Regarding public safety, a Caruso campaign ad said, “As Police Commission president, [Caruso] took on city hall politicians and cut crime 30%. As mayor, Caruso won’t defund the police. He’ll invest in making L.A. safer with 1,500 new officers, increase youth crime prevention, and crack down on illegal guns and retail theft.”

Bass said she would invest in programs to address causes of crime, establish an Office of Community Safety “to develop a neighborhood-specific strategy to re-envision public safety, and ensure that the needs of individual communities are met,” and hire police officers and civilian workers in police departments to add 250 officers to patrol.

Caruso is the founder and chief executive officer of a retail complex development company. He also served on Los Angeles’ Department of Water and Power Commission, as the president of Los Angeles’ Police Commission, and on the USC Board of Trustees.

Bass was first elected to public office in 2004 to serve in the California State Assembly. She served in the Assembly from 2005 to 2010 and was speaker from 2008 to 2010. Bass was elected to the U.S. House of Representatives in 2012 and currently represents California’s 37th Congressional District.
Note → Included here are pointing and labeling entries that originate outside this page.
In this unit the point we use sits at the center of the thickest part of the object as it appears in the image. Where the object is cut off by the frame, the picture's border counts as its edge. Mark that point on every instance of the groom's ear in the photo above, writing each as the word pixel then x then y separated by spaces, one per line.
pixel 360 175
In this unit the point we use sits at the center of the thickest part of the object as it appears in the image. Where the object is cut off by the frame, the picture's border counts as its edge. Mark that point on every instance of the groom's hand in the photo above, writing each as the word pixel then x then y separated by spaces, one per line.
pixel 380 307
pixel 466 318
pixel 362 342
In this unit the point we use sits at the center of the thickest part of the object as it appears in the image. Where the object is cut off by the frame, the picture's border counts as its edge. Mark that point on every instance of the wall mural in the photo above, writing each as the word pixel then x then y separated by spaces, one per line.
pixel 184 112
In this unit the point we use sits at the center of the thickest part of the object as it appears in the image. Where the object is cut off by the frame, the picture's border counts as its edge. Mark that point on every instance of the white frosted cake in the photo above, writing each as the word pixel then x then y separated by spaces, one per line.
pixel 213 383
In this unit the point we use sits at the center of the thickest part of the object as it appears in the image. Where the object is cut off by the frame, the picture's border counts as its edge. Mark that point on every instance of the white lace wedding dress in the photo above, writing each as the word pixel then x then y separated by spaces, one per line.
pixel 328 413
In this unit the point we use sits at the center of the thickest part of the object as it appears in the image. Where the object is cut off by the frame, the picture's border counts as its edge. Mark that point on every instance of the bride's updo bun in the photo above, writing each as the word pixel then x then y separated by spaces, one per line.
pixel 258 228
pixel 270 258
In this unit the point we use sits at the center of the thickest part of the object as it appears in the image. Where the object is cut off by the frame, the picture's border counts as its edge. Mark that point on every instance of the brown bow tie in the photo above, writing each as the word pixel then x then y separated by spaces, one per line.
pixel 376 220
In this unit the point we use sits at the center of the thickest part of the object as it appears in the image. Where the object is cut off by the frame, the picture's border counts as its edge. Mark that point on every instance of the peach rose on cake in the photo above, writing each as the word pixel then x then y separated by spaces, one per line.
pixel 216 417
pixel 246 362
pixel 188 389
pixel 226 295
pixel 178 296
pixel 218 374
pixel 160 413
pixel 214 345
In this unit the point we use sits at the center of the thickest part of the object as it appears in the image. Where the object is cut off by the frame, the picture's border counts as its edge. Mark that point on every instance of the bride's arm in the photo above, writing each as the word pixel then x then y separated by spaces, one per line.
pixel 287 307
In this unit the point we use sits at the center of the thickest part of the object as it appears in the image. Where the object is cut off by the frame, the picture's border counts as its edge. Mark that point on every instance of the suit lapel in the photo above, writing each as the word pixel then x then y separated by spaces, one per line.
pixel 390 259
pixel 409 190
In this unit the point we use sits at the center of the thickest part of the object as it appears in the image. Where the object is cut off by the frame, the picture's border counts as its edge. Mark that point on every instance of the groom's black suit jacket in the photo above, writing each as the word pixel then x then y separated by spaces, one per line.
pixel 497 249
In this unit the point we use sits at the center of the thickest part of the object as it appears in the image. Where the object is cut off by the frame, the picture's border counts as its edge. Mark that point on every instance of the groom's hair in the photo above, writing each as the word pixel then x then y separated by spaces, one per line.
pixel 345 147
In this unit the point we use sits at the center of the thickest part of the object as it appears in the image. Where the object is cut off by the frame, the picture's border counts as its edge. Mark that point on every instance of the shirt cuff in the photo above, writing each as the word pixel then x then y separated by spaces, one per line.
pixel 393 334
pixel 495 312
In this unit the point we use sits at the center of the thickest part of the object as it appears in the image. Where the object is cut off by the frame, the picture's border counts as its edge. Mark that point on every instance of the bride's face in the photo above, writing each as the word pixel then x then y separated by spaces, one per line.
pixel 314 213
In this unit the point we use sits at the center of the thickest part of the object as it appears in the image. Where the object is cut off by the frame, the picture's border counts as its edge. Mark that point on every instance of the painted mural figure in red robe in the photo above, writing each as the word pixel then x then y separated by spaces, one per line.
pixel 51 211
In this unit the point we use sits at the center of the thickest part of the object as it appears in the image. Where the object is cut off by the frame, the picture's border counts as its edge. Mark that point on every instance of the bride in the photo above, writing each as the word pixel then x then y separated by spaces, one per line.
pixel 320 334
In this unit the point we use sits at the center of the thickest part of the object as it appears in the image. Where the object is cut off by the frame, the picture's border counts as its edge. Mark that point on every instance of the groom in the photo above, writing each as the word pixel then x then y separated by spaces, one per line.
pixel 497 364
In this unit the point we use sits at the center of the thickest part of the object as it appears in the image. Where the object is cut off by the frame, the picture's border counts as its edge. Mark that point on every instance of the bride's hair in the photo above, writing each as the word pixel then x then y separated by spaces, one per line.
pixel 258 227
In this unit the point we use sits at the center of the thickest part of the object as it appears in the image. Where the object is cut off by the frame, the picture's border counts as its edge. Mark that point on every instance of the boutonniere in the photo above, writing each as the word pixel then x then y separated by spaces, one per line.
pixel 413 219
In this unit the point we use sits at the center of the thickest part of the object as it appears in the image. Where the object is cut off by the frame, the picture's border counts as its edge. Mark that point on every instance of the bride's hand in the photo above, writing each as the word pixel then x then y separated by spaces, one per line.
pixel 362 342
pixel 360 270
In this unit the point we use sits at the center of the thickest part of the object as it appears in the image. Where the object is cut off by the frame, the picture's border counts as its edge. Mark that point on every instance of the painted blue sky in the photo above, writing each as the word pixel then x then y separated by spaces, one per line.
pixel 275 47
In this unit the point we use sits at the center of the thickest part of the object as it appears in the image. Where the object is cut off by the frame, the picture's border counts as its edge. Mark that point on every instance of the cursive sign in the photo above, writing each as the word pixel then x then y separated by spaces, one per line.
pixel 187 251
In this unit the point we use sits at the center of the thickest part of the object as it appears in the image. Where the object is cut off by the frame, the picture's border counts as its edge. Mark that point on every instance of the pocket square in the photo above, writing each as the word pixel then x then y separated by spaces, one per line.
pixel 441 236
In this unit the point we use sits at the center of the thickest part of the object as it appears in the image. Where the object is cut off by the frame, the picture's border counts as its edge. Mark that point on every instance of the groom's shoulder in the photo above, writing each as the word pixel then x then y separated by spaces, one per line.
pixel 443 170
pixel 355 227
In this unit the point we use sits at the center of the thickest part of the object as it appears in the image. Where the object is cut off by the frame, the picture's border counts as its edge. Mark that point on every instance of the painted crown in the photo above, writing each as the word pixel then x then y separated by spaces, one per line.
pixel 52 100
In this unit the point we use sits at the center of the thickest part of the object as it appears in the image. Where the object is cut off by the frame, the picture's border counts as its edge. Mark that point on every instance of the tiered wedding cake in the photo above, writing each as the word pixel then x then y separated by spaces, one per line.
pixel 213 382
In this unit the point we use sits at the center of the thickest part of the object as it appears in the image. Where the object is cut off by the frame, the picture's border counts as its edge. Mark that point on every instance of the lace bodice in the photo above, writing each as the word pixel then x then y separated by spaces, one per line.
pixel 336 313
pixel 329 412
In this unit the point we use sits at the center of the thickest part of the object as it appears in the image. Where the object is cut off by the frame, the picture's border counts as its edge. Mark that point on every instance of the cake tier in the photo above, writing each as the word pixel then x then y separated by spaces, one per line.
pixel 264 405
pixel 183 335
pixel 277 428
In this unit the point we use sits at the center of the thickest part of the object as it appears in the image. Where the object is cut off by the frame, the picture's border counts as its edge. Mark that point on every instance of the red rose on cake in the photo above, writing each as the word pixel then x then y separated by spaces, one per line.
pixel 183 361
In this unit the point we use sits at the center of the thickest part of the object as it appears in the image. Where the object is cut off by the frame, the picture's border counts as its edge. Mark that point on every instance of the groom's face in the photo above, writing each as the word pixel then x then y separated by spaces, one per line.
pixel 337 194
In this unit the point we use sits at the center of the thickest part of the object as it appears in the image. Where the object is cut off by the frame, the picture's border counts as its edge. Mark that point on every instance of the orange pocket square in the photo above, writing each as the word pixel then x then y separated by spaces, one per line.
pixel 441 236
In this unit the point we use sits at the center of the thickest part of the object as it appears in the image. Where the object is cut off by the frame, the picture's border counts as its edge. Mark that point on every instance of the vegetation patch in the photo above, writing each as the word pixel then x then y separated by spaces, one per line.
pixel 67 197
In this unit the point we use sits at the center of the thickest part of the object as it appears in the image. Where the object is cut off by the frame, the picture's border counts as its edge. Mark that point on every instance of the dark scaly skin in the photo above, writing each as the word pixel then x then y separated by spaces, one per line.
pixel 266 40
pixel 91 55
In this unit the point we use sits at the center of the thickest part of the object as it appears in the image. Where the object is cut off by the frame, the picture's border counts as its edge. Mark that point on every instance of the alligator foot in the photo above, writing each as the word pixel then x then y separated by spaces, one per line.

Craig Greiwe, Alex Gruenenfelder, John Jackson, Andrew Kim, Gina Viola, Mel Wilson, and Kevin de León also ran in the primary. Joe Buscaino unofficially withdrew from the race on May 12 and endorsed Caruso, Mike Feuer unofficially withdrew on May 17 and endorsed Bass, and Ramit Varma unofficially withdrew on May 23 and endorsed Caruso. Buscaino, Feuer, and Varma still appeared on the primary ballot.

This is the first even-year election for Los Angeles mayor since the 2015 passage of Charter Amendment 1, which shifted city elections to even-numbered years beginning in 2020.